Difference between $'$foo' and $"$foo"

  • echo $'$foo': the $'[...]' token around $foo interprets $foo literally (as $foo) and tries to expand ANSI C-like escape sequences in it, which are not present, so echo yields $foo;
  • echo $"$foo": the $"[...]" token around $foo expands $foo to its value (pwd) and tries to translate it if the current locale is not POSIX / C; this is not happening, because either the current locale is POSIX / C or a translation for pwd is not available, so echo yields pwd;
  • echo $`$foo`: the `[...]` token around $foo allows the expansion of $foo, so $foo is expanded to its value (pwd); the expanded value is run in a subshell, whose output (~/scripts) replaces the whole `[...]` token, so echo yields the $ token followed by the ~/scripts token ($~/scripts).

Ultimately, the last one prints $~/scripts because $`foo` is a combination of a literal $ followed by a command substitution; so the leading $ is interpreted as a literal $ and the trailing `$foo` as a command substitution.


First case:

echo $'$foo'

Which echos $foo (meaning the first $ in my echo command is dropped)

The first $ is run as a command.

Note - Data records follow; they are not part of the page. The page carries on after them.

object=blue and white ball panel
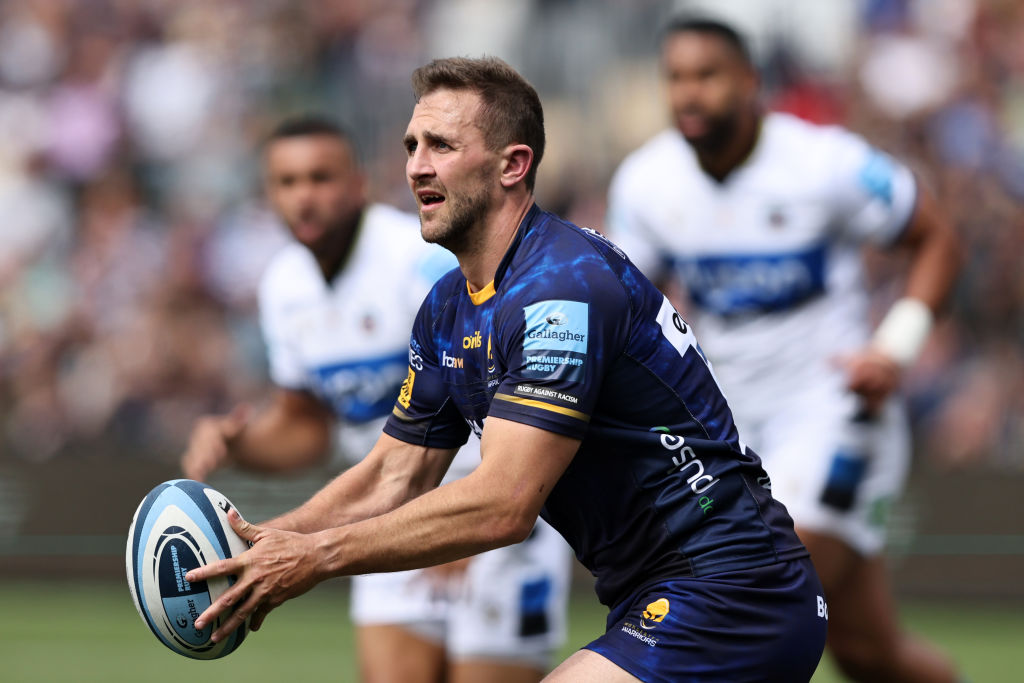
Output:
[125,479,249,659]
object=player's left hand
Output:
[837,347,903,415]
[185,509,322,642]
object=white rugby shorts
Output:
[735,387,910,555]
[351,520,571,668]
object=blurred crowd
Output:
[0,0,1024,469]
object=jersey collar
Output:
[466,202,543,306]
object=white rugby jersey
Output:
[259,204,479,474]
[606,114,916,417]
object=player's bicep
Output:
[477,417,580,520]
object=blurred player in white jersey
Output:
[607,17,959,682]
[182,118,570,683]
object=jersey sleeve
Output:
[830,129,918,246]
[488,250,632,438]
[384,289,469,449]
[604,159,669,282]
[258,260,309,390]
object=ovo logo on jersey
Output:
[640,598,669,631]
[398,368,416,411]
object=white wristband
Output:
[871,297,934,368]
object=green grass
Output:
[0,581,1024,683]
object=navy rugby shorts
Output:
[587,558,828,683]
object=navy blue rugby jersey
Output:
[384,205,806,606]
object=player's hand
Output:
[837,348,903,415]
[185,509,322,642]
[181,405,249,481]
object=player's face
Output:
[265,134,366,255]
[404,89,501,253]
[662,32,758,152]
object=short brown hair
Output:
[413,57,544,190]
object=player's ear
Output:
[502,144,534,187]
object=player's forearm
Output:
[905,194,963,312]
[318,475,537,575]
[264,436,455,533]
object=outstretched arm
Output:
[187,418,580,641]
[181,389,334,481]
[842,187,962,413]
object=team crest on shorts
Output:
[640,598,669,631]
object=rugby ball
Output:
[125,479,249,659]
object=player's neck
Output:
[456,193,534,292]
[313,211,365,283]
[694,110,762,182]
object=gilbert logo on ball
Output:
[125,479,249,659]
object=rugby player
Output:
[606,17,958,683]
[182,117,571,683]
[188,58,827,683]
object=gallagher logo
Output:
[544,311,568,326]
[640,598,669,631]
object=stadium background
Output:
[0,0,1024,681]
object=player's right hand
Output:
[181,405,249,481]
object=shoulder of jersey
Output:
[762,112,862,161]
[260,242,322,291]
[612,128,697,188]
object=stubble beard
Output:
[420,184,487,254]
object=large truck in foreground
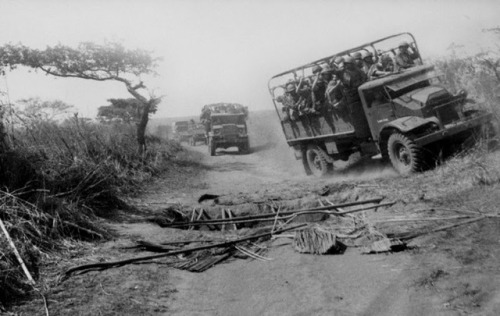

Echo doesn't require spaces between arguments, it just takes them.

So echo $'$foo' expands to run the command $ (which isn't a command so it ignores it) and then echo '$foo'. Anything in '' is taken at face value - it doesn't expand it or anything. You can put what you want in '' and nothing happens.

If you replace the $ with $$ it echos the process ID.


Second:

echo $"$foo"

This echos pwd (which means the bash expands $foo, my variable, to its value)

That's because "" doesn't prevent it expanding. "" is normally used to ensure there is a value to compare to.

If you have a variable that could be empty (e.g. it is from a grep result) then you want to compare to another value / variable, you have to put the first variable in "". This ensures that there is always a comparison to check, rather than just an empty section of code (as bash sees) which gives an error.


Finally, number 3. This is interesting.

echo $`$foo`

This echos $~/scripts (I expected it to print ~/scripts and not $~/scripts)

That's because (in this case) echo is printing the $ character first. Putting something in backticks causes the value of the variable to be run as a command (the better way to do it in more recent versions of bash is $(command))

So first it echos $ then it expands ​`$foo`​ to ​`pwd`​ which is run and returns ~/Scripts. But we had the $ print earlier - so the whole output is $~/Scripts.